Scrum Master must remind the Product Owner that Sprint Backlog belongs to the Development Team.
They are the one who can take the stories from Product Backlog to the Sprint Backlog.
Courage, Focus, Commitment, Respect, Openness
As written above, courage and openness are part of the Scrum Values.
The Development Team need also have the courage and openness to speak up if they are forced to take sprint backlog more than they can commit.
Scrum Team must be a safe environment where everyone can work together and not only following order.
Product Owner also need to show some respect when the Development Team raise their concern.
Failing to plan is planning to fail
— Alan Lakein
Back to my opening story, about the team that almost never complete all stories in the sprints and still add more stories in the next sprint which eventually they cannot finish either, what can we do about it?
Here are the suggestions I gave to the Community Of Practice and also the message I always tell my Scrum Team during the Sprint Planning.
Finish your food and add more
It’s like when you tell your child to finish what’s on the plate and add more if she still hungry – rather than taking too much and finally throw the food because she’s full.
I always remind my team about this during the Sprint Planning.
Rather than taking too much sprint backlog, we better finish what we have left, probably adding some new stories – but just enough to be completed within a sprint.
If there are still more time left, Development Team can take more sprint backlog from the product backlog.
Usually my Product Owner already communicate this in the Sprint Planning.
He will say “Okay, let’s say you guys completed all the stories in the next sprint but the sprint is not over yet, you can choose one of these stories (which he already groom and prioritized) to be added in the sprint.”
Then he will add “But remember, take as much as you can commit within the sprint.
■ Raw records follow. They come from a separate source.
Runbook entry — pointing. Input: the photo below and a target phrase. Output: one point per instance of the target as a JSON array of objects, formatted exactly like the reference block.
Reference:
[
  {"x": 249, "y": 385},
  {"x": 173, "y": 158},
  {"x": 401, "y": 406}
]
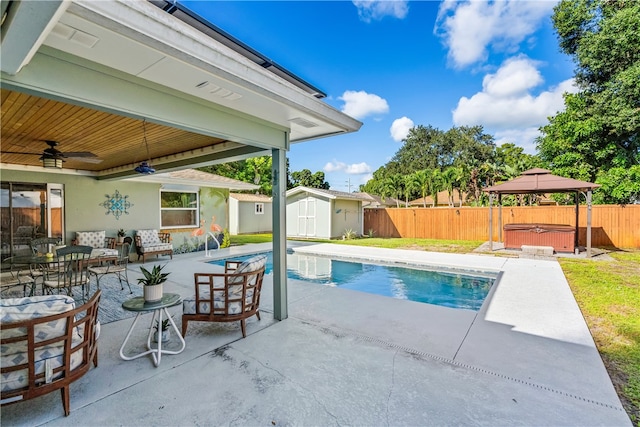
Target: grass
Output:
[{"x": 607, "y": 292}]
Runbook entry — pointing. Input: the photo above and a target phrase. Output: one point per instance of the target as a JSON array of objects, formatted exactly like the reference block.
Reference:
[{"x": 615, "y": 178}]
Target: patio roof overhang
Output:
[{"x": 86, "y": 74}]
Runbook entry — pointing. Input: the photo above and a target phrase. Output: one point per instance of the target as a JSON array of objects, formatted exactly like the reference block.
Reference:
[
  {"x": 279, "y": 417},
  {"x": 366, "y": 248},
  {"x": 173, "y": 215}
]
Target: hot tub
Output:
[{"x": 559, "y": 236}]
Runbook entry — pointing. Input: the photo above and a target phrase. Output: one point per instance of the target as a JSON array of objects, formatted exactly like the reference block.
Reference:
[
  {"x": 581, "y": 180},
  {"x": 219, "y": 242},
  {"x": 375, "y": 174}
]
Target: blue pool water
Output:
[{"x": 445, "y": 288}]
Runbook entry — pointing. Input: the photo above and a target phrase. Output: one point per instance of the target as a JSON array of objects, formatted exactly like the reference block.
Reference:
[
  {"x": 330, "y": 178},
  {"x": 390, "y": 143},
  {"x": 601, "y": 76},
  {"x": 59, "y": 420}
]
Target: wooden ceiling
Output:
[{"x": 28, "y": 121}]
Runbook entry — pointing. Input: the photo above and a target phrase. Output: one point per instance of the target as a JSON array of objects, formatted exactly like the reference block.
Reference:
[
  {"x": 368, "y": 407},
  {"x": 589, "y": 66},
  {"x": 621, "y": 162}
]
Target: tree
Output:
[
  {"x": 306, "y": 178},
  {"x": 599, "y": 128}
]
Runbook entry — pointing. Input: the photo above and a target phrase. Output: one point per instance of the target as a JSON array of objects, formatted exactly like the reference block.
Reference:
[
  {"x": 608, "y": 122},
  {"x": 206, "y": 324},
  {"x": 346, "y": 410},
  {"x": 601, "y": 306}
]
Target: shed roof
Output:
[
  {"x": 331, "y": 194},
  {"x": 540, "y": 181},
  {"x": 262, "y": 198}
]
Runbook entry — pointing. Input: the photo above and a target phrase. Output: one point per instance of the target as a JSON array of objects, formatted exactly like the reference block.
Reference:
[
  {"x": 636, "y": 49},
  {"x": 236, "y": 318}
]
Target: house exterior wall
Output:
[
  {"x": 250, "y": 222},
  {"x": 83, "y": 209},
  {"x": 346, "y": 215},
  {"x": 317, "y": 224}
]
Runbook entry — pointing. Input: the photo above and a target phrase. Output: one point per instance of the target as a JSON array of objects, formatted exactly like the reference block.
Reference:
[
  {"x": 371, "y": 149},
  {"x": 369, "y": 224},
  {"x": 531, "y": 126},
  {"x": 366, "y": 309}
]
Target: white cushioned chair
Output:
[
  {"x": 231, "y": 296},
  {"x": 46, "y": 344},
  {"x": 101, "y": 244},
  {"x": 152, "y": 242}
]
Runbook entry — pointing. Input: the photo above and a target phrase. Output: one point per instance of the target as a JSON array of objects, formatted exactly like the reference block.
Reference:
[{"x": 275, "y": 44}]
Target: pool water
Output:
[{"x": 446, "y": 288}]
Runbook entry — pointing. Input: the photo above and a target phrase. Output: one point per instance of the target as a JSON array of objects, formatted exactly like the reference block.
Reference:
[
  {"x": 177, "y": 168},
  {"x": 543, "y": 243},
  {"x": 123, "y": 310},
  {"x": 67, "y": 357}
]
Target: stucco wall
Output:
[
  {"x": 346, "y": 215},
  {"x": 84, "y": 196},
  {"x": 320, "y": 222}
]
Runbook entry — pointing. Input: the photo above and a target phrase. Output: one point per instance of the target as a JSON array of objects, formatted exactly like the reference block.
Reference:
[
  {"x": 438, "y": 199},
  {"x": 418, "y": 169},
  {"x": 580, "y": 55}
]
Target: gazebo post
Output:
[
  {"x": 588, "y": 223},
  {"x": 490, "y": 222},
  {"x": 576, "y": 240},
  {"x": 500, "y": 217}
]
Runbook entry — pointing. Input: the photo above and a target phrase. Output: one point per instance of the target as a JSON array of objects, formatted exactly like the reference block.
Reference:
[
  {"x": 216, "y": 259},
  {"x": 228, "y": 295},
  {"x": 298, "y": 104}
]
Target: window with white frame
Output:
[{"x": 179, "y": 209}]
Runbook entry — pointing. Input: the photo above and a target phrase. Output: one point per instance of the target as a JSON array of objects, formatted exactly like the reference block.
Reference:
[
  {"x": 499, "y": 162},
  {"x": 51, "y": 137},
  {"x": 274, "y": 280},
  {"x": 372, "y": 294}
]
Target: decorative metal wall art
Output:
[{"x": 116, "y": 204}]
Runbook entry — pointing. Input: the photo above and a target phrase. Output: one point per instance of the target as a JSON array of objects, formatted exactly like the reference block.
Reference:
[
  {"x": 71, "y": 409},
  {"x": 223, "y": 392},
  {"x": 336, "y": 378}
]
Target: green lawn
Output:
[{"x": 608, "y": 293}]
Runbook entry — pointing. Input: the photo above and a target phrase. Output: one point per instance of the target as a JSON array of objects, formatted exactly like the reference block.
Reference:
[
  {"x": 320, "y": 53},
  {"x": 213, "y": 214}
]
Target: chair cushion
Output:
[
  {"x": 95, "y": 253},
  {"x": 148, "y": 237},
  {"x": 189, "y": 304},
  {"x": 249, "y": 265},
  {"x": 47, "y": 358},
  {"x": 155, "y": 247},
  {"x": 95, "y": 239}
]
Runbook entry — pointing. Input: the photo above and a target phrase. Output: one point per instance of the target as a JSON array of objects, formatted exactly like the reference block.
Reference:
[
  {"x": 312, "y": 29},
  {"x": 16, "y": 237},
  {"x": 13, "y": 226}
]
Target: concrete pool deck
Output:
[{"x": 346, "y": 357}]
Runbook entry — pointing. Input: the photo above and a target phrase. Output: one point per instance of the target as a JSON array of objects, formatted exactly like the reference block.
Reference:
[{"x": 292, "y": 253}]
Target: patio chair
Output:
[
  {"x": 110, "y": 266},
  {"x": 42, "y": 245},
  {"x": 16, "y": 276},
  {"x": 226, "y": 297},
  {"x": 101, "y": 244},
  {"x": 152, "y": 242},
  {"x": 73, "y": 262}
]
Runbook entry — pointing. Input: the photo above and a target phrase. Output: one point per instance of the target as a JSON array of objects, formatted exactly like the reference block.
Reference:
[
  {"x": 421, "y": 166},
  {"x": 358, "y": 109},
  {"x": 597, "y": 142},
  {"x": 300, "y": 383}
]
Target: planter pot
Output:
[
  {"x": 166, "y": 336},
  {"x": 152, "y": 293}
]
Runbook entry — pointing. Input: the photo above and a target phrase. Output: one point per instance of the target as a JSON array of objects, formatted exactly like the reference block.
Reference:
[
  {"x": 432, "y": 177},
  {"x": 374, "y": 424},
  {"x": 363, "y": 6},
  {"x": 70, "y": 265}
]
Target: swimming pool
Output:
[{"x": 449, "y": 288}]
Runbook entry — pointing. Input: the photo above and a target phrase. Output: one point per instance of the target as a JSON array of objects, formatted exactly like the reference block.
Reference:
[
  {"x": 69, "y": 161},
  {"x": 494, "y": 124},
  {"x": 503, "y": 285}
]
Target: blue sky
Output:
[{"x": 398, "y": 64}]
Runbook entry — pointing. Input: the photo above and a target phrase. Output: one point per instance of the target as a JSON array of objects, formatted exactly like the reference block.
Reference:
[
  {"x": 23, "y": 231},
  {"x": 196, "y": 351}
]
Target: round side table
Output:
[{"x": 159, "y": 309}]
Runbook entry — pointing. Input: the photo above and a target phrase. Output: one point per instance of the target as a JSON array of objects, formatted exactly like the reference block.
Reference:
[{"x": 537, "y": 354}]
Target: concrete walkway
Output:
[{"x": 346, "y": 357}]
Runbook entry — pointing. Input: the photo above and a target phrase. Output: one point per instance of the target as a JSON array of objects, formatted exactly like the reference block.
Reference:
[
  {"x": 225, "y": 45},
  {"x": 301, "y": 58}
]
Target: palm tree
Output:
[
  {"x": 451, "y": 179},
  {"x": 393, "y": 186},
  {"x": 436, "y": 185}
]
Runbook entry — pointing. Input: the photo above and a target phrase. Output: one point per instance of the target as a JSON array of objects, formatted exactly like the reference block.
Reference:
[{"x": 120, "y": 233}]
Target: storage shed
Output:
[
  {"x": 324, "y": 214},
  {"x": 249, "y": 213}
]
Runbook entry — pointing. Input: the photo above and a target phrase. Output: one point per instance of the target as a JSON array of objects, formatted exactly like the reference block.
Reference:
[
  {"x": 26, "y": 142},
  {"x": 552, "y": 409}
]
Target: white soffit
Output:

Don’t force it”
They need to know their capacity and capability.
They need to know their limit.
They need to be mature in choosing what’s right for them.
Challenge The Commitment
After the Development Team take the stories, ask them to ask each other: “Can we commit on these?”
Notice that the team need to ask themselves…between each other.
Not the Scrum Master or the Product Owner ask the question.
They need to commit one to another that the Sprint Backlog belong to the whole team, so if one person need help, the other will support, because it’s a team commitment.
I always do this before they start giving story points. They need to predict the work they need to do and not get biased by the points.
Even though the Sprint Backlog belongs to the Development Team, I always emphasize to myself and my Product Owner that we in “Can we commit on this?” also stands for us.
Scrum Master and Product Owner also need to support the Development Team in completing the sprint.
Look For The Root Cause
Having incomplete stories doesn’t tell the quality of your team.
It doesn’t mean that your team is lack of commitment or not capable.
No need to be frustrated with that.
There’s always a reason behind everything.
So, use the Sprint Retrospective event to discuss the root cause of the incomplete stories.
Once you find the root cause, plan for action item to avoid that from happening in the next sprint.
So which one is better? Looking good or Planning good?
For me planning good is more important.
Planning good will be perfect if it comes also with good commitment of the team.